Sandiaga Uno, Prabowo’s Vice President running mate, is the former deputy-governor of Jakarta. Uno is a prominent businessman who worked in investment banking before starting a private equity firm in 1998. As of June 2018, Globe Asia Magazine estimated his wealth at $500 million. There has been speculation that Prabowo chose Uno because of his ability to fund the campaign rather than his political views, given that he only entered into politics very recently.

Prabowo’s platform emphasizes strong leadership, law and order, and economic nationalism. During a televised speech at the Jakarta Convention Centre in January, Prabowo mentioned thatto “increase people’s purchasing power, we must stop the flow of money abroad. We must work so that money flows into the Republic of Indonesia.”

Following his economic nationalistic message, Prabowo called for a review of Indonesia’s economic relations with China- Indonesia’s largest trading partner. Irawan Ronodipuro, director of foreign affairs for Prabowo’s campaign, stated that Prabowo plans to “seek” a better deal with China, in light of Indonesia’s trade deficit in 2018.

Despite his previous allegations for committing human rights abuses, Prabowo claimedthat he will “fight for all Indonesians regardless of their ethnicity, religious group,whatever their race.” As he filed his campaign paperwork, “All Indonesians, our people, we will defend, we will fight for their rights.”

If Prabowo wants to catch up with Jokowi, he would need to appeal to swing voters and to the undecided, according to Yunarto Wijaya, executive director of Charta Politika. Prabowo would also need to appeal to a specific larger set of audience. Yohanes Sulaiman, a political analyst and lecturer at Jenderal Achmad Yani University, said that people are “siding with Prabowo not because he’s inspiring, but because they (are) all united with their dislike of Jokowi, and that’s not really a good way to excite people.”

Prabowo’s Presidential win could mark a pivotal point in Indonesian history. His presidency has the potential to be nationalistic and militaristic, similar to that of Jair Bolsonaro’s, the recently elected President of Brazil . The economy under Prabowo will most likely be heavily focused on improving the domestic economy, and the country would be more cautious before starting trade deals with other countries.
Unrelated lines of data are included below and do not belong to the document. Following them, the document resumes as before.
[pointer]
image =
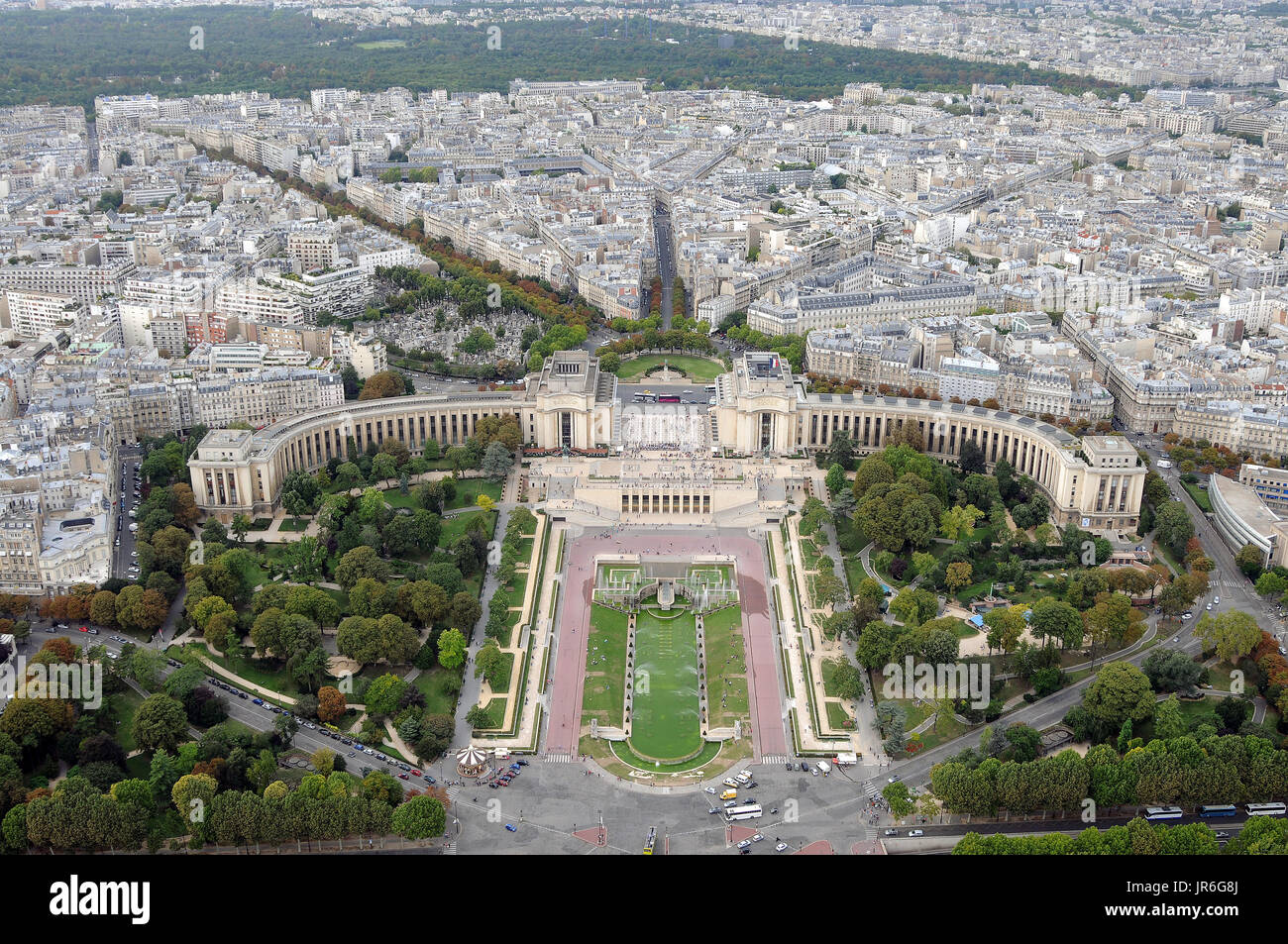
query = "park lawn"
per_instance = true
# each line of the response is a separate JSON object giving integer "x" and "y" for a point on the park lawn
{"x": 1219, "y": 675}
{"x": 514, "y": 594}
{"x": 496, "y": 708}
{"x": 837, "y": 716}
{"x": 698, "y": 368}
{"x": 502, "y": 682}
{"x": 395, "y": 498}
{"x": 124, "y": 706}
{"x": 949, "y": 728}
{"x": 828, "y": 679}
{"x": 726, "y": 668}
{"x": 469, "y": 489}
{"x": 526, "y": 552}
{"x": 434, "y": 685}
{"x": 1199, "y": 496}
{"x": 605, "y": 666}
{"x": 854, "y": 571}
{"x": 256, "y": 672}
{"x": 665, "y": 717}
{"x": 456, "y": 526}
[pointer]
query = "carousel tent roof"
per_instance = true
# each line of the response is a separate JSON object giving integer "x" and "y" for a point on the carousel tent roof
{"x": 472, "y": 758}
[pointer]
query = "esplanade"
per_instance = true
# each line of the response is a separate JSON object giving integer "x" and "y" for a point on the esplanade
{"x": 760, "y": 411}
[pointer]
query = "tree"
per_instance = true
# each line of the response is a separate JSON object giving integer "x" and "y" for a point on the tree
{"x": 900, "y": 798}
{"x": 957, "y": 576}
{"x": 1120, "y": 693}
{"x": 1175, "y": 528}
{"x": 465, "y": 612}
{"x": 382, "y": 384}
{"x": 331, "y": 704}
{"x": 241, "y": 526}
{"x": 359, "y": 563}
{"x": 451, "y": 649}
{"x": 835, "y": 479}
{"x": 1168, "y": 720}
{"x": 1233, "y": 634}
{"x": 497, "y": 462}
{"x": 160, "y": 723}
{"x": 1249, "y": 561}
{"x": 421, "y": 816}
{"x": 957, "y": 522}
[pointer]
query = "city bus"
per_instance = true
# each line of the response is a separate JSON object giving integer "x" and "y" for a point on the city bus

His militaristic policies and background is also reminiscent of the Soeharto era, a time characterized by widespread discontent and unrest for many Indonesians. The country could see more laws being passed that are in favour of the majority group: Indonesian Muslims. If more laws are passed solely to benefit the majority, Indonesia would stray away from its commitment to secularism and tolerance, and minority groups will be at risk of systemic and institutionalized discrimination.

The winner of the 2019 Indonesian Presidential election will be announced in April. Regardless of who wins the election, Indonesia is expected to move closer to conservatism. The 2019 Presidential campaign demonstrates how religion is playing an increasingly important role in Indonesian politics. Alexander Raymond Arifianto, a research fellow at the S. Rajaratnam School of International Studies in Singapore, reported that religion and identity politics are a “far more salient issue” in this year’s election. Arifianto’s statement is already evident in Jokowi’s use of religion to boost his approval ratings, and Prabowo’s hardline Islamic agenda.

Minority groups will also be at a loss because of this year’s Presidential election. Veronica Koman, a Jakarta-based Indonesian human rights lawyer, told Al Jazeera that “one candidate is an accused perpetrator of human rights violations, while the other one lets impunity flourish under his administration.” Neither candidates in this year’s election are endorsed by Indonesia’s main indigenous alliance, Aliansi Masyarakat Adat Nusantara (AMAN), although AMAN endorsed Jokowi in 2014. Tolerance, pluralism, and liberalism – the values that Indonesia have been upholding – are at stake at this year’s election. Once a beacon of tolerance and leader of promoting Islamic democracy, Indonesia will soon have to decide what ideals they want to offer to the rest of the world.